On the substance of the issue, meanwhile, the Journal offers a combination of outright falsehoods and hand-waving. The paper writes, “Job mobility in America hasn’t suffered despite non-compete clauses”; in fact, labor mobility has steadily declined in the U.S. since the 1980s. The Journal asserts that noncompetes “encourage innovation” in the tech sector but declines to grapple with any of the evidence to the contrary, including … the entirety of Silicon Valley: If noncompete agreements are required for innovation, it is rather odd that America’s high-tech sector is headquartered in a state that has prohibited noncompete agreements since the late 19th century.

To be sure, the fact that conservatives have made weak arguments against the FTC’s rule does not mean their avowed commitment to free markets is disingenuous. As noted above, one can theoretically reconcile opposition to the FTC proposal with support for free markets by insisting that the former violates freedom of contract. As Lincicome argued on Twitter, “in general, policy should have a strong, general presumption AGAINST government intrusion into private transactions.”

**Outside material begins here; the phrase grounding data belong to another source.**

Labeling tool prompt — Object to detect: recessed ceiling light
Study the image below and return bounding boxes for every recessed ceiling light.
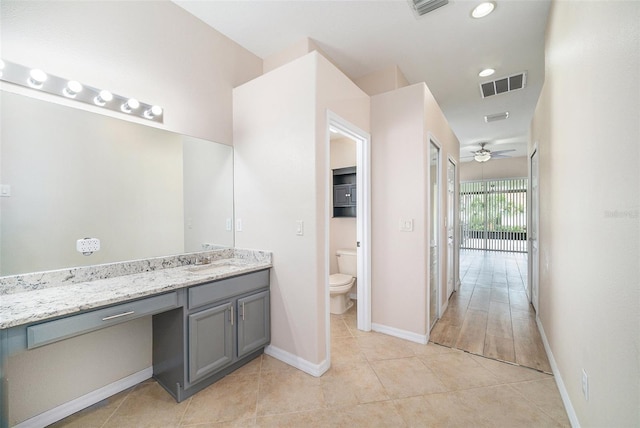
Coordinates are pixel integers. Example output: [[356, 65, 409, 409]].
[[479, 68, 495, 77], [471, 2, 495, 18]]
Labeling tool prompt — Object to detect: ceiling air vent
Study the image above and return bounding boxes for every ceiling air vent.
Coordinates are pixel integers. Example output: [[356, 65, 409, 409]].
[[484, 112, 510, 123], [480, 72, 527, 98], [410, 0, 449, 17]]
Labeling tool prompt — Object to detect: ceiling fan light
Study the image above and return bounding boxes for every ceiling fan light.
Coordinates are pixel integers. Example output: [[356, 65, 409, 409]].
[[475, 153, 491, 162]]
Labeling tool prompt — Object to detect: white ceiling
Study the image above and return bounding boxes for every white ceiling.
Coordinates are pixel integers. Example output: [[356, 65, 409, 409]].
[[174, 0, 551, 161]]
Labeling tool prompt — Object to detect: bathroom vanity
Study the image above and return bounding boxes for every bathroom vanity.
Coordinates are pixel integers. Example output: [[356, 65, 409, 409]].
[[0, 249, 271, 427]]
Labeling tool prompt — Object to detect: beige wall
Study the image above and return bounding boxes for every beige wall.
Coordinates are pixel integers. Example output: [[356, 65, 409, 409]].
[[8, 318, 151, 426], [263, 37, 339, 75], [234, 52, 369, 369], [354, 65, 410, 96], [330, 138, 357, 276], [370, 82, 459, 340], [424, 83, 460, 313], [460, 156, 528, 181], [530, 1, 639, 426], [1, 1, 262, 423]]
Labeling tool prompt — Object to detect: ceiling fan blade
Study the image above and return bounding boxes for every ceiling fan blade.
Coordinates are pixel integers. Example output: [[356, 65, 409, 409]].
[[491, 154, 512, 159], [490, 149, 516, 156]]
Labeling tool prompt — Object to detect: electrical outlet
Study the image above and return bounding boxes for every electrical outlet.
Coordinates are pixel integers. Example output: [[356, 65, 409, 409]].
[[236, 218, 242, 232], [77, 238, 100, 255], [582, 369, 589, 401], [226, 218, 232, 231]]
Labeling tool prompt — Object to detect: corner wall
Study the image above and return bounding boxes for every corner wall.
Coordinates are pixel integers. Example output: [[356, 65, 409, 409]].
[[370, 82, 460, 340], [530, 1, 640, 425], [234, 52, 369, 370]]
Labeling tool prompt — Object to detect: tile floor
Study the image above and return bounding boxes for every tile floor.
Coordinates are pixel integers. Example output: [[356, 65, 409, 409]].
[[431, 250, 552, 373], [53, 301, 569, 427]]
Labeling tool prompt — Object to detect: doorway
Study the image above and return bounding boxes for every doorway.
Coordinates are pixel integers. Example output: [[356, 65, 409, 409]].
[[326, 112, 371, 363], [428, 139, 440, 331]]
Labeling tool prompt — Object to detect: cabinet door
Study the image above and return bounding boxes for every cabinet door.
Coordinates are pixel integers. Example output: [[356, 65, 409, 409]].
[[348, 184, 357, 205], [188, 302, 233, 384], [237, 291, 270, 358], [333, 184, 352, 207]]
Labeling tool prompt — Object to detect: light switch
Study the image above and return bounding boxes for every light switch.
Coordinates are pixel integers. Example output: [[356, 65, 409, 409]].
[[236, 218, 242, 232], [226, 218, 232, 231], [0, 185, 10, 197], [399, 218, 414, 232], [296, 220, 304, 236]]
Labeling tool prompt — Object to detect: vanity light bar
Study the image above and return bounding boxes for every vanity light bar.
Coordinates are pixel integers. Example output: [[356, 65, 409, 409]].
[[0, 59, 163, 123]]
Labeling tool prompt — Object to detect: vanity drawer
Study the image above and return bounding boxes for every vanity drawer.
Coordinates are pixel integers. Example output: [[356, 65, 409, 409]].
[[188, 270, 269, 310], [27, 292, 178, 349]]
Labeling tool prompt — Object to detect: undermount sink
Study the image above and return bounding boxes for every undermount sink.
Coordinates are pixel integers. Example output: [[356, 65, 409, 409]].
[[187, 260, 244, 274]]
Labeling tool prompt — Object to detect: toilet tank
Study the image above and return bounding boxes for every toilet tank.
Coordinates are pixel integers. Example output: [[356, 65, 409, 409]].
[[336, 248, 357, 277]]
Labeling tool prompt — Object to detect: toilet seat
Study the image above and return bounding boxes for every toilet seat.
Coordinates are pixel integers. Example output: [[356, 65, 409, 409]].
[[330, 273, 353, 287]]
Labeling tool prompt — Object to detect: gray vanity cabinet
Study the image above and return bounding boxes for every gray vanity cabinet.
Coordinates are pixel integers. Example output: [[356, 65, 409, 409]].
[[188, 302, 234, 383], [237, 290, 270, 357], [153, 269, 270, 402]]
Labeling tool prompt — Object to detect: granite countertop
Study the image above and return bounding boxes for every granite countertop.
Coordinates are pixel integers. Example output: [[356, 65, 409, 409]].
[[0, 249, 272, 329]]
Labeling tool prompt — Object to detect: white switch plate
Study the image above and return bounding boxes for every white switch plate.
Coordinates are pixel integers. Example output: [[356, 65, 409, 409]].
[[77, 238, 100, 254], [0, 185, 10, 197], [236, 218, 243, 232], [296, 220, 304, 236], [226, 218, 232, 231], [399, 219, 414, 232]]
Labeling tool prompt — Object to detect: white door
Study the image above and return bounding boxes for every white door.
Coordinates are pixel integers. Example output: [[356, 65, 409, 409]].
[[446, 158, 456, 298], [429, 140, 440, 330], [529, 148, 540, 311]]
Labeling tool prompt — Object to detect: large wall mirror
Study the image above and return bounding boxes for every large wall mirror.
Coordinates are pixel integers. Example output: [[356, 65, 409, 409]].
[[0, 91, 234, 276]]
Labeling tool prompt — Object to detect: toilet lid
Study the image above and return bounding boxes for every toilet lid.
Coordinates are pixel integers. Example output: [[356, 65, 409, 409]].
[[330, 273, 353, 287]]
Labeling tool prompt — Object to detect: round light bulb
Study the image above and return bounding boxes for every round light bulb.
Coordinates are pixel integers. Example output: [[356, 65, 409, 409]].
[[63, 80, 83, 98], [28, 69, 48, 88], [144, 105, 163, 119], [479, 68, 495, 78], [94, 89, 113, 106], [121, 98, 140, 113], [471, 2, 495, 18]]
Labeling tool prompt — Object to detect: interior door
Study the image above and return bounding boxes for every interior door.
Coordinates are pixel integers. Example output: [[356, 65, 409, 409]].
[[429, 140, 440, 330], [529, 148, 540, 311], [446, 158, 456, 298]]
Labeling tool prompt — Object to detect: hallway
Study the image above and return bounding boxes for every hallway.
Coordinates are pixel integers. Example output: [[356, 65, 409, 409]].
[[431, 250, 551, 373]]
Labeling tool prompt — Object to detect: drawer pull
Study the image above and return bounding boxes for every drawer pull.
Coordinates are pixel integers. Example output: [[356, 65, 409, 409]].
[[230, 306, 234, 326], [102, 311, 135, 321], [242, 302, 245, 320]]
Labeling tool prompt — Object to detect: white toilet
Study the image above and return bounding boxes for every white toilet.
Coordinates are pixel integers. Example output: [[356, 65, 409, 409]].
[[329, 248, 357, 315]]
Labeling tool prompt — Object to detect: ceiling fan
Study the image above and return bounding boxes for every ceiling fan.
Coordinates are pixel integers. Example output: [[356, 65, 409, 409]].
[[463, 142, 516, 163]]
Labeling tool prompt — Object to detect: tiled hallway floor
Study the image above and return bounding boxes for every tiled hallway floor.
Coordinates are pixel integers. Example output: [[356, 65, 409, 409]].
[[431, 250, 552, 372], [53, 302, 569, 427]]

Yet the right does not honor that principle with any consistency. When Vedder championed “the right to sell one’s labor services without attenuation” for Cato in 2010, he did so in the name of supporting “right to work” laws. Such laws intrude on private transactions between businesses and workers. In states without right-to-work laws, unionized laborers and firms have the right to freely enter into contracts that require all of a firm’s workers to pay fees that cover the unions’ costs of bargaining, a.k.a. “agency fees.” This is critical for maintaining unions’ finances: If workers are allowed to secure the benefits of collective bargaining (which generally include the services of union lawyers) without paying for them, free riders can drain the union’s funds.

In states without right-to-work laws, workers who detest unions can still choose not to work at firms with such contracts. If they take a job at such a firm anyway, then they’ve freely entered into a labor agreement that mandates paying fees to a union. Yet, in that case, the Cato Institute believes the freedom of contract must be subordinated to the worker’s abstract economic right to sell their labor services however they see fit. In other words: When employers leverage their bargaining power to impose noncompete clauses on workers, we must not intrude upon their freedom of contract. When unionized workers leverage their bargaining power to impose agency fees on free riders, however, the government must intervene to ban such work arrangements.

This is a strange pair of positions for a political movement impartially committed to free-market ideals. It is a quite natural one, however, for a movement principally devoted to perpetuating the economic domination of business owners and bosses.

When markets get in the way of worker domination, to Republicans it’s always the latter that must prevail. And while Republicans sometimes oppose corporate interests, it’s never to protect workers, but because of other core Republican principles like “only rich people should have health insurance” or “queer people should not be treated with dignity.”